Y no es difícil entender por qué.
Porque una vez más, el foco está puesto casi exclusivamente en las mujeres, como si la responsabilidad reproductiva recayera solo sobre ellas. Cuando la realidad es bastante más compleja. La ciencia también es clara en algo que se omite constantemente: los hombres no tienen un “reloj biológico intacto”. Con el paso del tiempo, la calidad del €sperm@ también se deteriora, aumentan las mutaciones genéticas y crecen los riesgos de alteraciones que pueden impactar directamente en el desarrollo del embrión. No es una opinión, es evidencia científica.
Sin embargo, el discurso público sigue apuntando en una sola dirección.
Y mientras tanto, las redes están llenas de mujeres diciendo algo que los gobiernos parecen no querer escuchar: el problema no es solo biológico, es estructural.
Hay miles de comentarios repitiendo lo mismo desde distintos lugares del mundo:
que muchas mujeres no quieren tener hijos en las condiciones actuales,
que maternar en soledad es la norma en demasiados casos,
que hay abandono paterno o presencia sin responsabilidad real,
que el peso económico, emocional y de crianza recae desproporcionadamente sobre ellas,
que no hay políticas reales de acompañamiento, ni redes de contención, ni garantías de estabilidad.
Entonces la pregunta no es por qué las mujeres postergan la maternidad.

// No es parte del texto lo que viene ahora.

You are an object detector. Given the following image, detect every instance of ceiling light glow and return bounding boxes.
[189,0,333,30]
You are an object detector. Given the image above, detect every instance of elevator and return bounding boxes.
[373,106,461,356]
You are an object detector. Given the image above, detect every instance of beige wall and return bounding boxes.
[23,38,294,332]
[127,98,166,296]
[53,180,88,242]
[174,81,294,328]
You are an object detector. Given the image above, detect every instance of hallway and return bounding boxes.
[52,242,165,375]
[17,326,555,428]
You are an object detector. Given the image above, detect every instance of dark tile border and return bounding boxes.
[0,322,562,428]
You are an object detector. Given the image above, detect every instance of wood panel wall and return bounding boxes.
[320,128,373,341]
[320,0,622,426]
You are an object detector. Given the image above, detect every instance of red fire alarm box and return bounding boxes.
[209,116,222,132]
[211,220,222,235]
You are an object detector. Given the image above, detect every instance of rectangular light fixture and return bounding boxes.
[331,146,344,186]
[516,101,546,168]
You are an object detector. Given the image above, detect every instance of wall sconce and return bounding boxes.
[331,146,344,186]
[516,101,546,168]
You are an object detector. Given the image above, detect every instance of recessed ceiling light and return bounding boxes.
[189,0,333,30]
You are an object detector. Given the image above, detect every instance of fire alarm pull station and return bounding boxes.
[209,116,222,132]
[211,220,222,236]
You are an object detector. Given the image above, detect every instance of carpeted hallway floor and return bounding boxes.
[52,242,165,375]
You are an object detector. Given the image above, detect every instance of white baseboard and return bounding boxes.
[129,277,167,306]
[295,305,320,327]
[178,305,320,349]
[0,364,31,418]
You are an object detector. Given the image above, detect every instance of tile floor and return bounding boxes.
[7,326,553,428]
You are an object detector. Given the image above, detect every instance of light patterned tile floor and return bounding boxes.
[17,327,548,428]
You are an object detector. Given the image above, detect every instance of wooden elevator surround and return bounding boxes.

La pregunta es: ¿por qué querrían asumir una responsabilidad tan grande en un sistema que no las sostiene?
No se trata de “recordarles el reloj biológico”.
Se trata de generar condiciones dignas para que ser madre sea una elección posible, no una carga desigual.
Porque si no se atiende la raíz del problema, esto no solo no va a mejorar… va a empeorar.